The Lady was too big to land in the city streets or on top of a building with questionable structural integrity, so Vox and Jarden had chosen the closest appropriate landing space near their destination. It was exposed—which Gark didn’t like—but their logic was sound. Speed was essential, and if that meant drawing a little attention, then he could live with it.

Gark unstrapped himself from his seat as their ship settled, barking orders down the comm as he strode toward the cargo bay, standing in front of the huge door as it levered open. He ran his hands over the chest harness he wore in practiced movements, adjusting the straps slightly and moving the multitude of weapons into a more accessible position that allowed a full range of motion. Gark, Vox, and Jarden were the ground team for this job; the rest of the crew were on the ship, keeping the engines cycling and ready for a quick escape, and feeding any updates on nearby Xakul.

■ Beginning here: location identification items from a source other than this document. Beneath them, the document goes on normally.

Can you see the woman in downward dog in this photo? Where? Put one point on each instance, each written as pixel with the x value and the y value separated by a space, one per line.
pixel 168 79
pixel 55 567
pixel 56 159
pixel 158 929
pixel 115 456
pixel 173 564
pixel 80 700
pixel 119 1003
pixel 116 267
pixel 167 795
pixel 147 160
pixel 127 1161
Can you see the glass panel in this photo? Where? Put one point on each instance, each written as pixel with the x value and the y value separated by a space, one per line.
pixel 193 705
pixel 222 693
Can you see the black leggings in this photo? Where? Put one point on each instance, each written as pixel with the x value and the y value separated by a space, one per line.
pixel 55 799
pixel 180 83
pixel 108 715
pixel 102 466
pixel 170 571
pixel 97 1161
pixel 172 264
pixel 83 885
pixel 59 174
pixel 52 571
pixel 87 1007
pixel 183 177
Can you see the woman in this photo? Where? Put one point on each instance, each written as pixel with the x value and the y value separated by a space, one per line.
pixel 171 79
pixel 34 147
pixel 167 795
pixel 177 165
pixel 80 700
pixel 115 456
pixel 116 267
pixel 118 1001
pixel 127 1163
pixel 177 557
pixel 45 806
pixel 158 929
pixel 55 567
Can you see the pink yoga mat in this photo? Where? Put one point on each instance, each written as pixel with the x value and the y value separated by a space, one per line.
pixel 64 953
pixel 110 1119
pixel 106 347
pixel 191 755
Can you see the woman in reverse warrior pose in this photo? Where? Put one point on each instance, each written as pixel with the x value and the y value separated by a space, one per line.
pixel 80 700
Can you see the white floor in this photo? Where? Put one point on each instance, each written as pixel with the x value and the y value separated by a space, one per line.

They were on the ground in under a minute, quickly falling into formation, Gark in the lead. The Xakul had already ripped through much of this area, leaving destruction in their wake. They quickly set up ropes and rappelled to street level, boots landing in ankle-deep water with a splash that sounded far too loud. Whatever noise they’d made when they’d landed would have drawn any nearby Xakul, and Gark was thankful for the thick fog that dampened the sound and covered their conspicuous ship in gray swirling clouds.

Gark quickly unclipped his harness from the rope that led up to where the ship was parked and shouldered his weapon. The team all wore HUDs clipped over one eye, with the streets overlaid and their objective marked as a flashing dot. Jarden took point, as the heavyset navigator was used to much greater gravity, and he practically flew as he ran ahead, scanning all the places an ambush could be waiting before gesturing for Gark and Vox to move forward. Jarden led them through the streets to their destination, the trio barely breathing hard as they ran.